Prove that if $a$ and $b$ are some integers, then $a^2 - 4b$ does not equal $2$.

How do I prove this, I tried using contradiction but I'm not sure how I can contradict this statement?

Answer 1

Hint:

Use congruences. Such an equality would imply $2$ is a square modulo $4$. Write the list of all squares modulo $4$ and see if $2$ is among them.

Some details:

Remember two integers are congruent modulo $4$ if they have the same remainder when divided by $4$. This is equivalent to ‘one of them is equal to the other, pus a multiple of $4$’.

So $a^2-4b=2\iff a^2=2+4b\iff a^2\equiv 2\mod 4$.

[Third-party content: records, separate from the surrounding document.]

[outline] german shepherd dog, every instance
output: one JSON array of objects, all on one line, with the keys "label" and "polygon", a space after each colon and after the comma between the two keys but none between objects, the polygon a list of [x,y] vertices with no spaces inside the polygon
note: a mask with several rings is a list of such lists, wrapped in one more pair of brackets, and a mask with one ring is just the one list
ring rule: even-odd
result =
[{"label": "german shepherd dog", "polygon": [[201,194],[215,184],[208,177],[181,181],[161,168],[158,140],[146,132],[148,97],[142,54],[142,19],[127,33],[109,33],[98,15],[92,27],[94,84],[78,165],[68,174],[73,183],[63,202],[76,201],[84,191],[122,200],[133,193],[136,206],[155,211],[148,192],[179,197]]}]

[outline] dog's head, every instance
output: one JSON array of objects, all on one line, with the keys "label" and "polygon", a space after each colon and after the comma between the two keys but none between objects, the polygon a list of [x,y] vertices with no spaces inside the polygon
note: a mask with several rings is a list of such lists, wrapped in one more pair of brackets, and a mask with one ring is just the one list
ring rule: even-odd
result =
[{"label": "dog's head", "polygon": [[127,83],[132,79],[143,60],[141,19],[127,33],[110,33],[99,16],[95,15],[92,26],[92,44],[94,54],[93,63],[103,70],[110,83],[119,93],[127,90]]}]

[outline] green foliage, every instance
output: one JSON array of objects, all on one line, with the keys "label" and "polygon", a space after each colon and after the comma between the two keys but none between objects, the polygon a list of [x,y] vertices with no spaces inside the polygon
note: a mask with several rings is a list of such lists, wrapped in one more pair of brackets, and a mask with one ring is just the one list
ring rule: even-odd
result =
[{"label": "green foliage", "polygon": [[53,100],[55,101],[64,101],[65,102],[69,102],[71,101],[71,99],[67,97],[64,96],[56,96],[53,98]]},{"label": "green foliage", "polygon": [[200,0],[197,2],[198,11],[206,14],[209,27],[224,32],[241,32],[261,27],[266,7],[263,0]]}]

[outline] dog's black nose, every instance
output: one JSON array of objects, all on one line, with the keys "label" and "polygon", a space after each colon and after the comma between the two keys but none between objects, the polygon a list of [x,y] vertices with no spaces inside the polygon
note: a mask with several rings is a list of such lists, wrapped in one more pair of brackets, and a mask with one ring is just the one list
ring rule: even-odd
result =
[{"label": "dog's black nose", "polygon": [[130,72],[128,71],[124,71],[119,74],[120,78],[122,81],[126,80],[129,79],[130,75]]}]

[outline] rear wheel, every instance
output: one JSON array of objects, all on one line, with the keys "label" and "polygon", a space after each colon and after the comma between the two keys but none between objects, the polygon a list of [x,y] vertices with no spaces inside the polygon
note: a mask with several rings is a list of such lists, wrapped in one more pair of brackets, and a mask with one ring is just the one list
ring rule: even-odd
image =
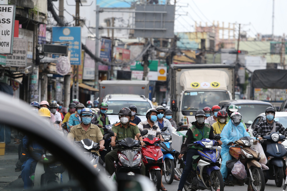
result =
[{"label": "rear wheel", "polygon": [[173,161],[170,159],[166,159],[165,161],[165,167],[164,169],[164,179],[167,184],[170,184],[173,181],[174,176],[174,164]]}]

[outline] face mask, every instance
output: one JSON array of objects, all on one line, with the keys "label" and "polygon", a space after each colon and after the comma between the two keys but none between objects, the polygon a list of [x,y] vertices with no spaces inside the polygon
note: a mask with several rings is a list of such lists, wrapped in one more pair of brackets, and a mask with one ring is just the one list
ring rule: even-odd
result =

Now the classes of congruence modulo $4$ are $0$, $\pm1$, $2$, and the relation of congruence is compatible with addition and multiplication. Thus the clsses of congruence of the squares are

• $0^2=0$;
• $(\pm1)^2=1$;
• $2^2=4\equiv0$.

Neither $-1$ nor $2$ are in the list of (congruence classes) of squares modulo 4: we proved $2$ and $-1$ are not squares modulo $4$.

Answer 2

Your inequality can be rewritten as $a^2\neq 4b+2= 2(2b+1)$. Note that $2b+1$ is always an odd number whatever be $b$. SO your question boils down to showing $a^2$ can never be double an odd number.

When $a$ is odd its square cannot be double of any number, being odd again.

When $a$ is even $ a^2$ will be an even number squared, that is $2m\times 2m$ which is double of an even number. Done.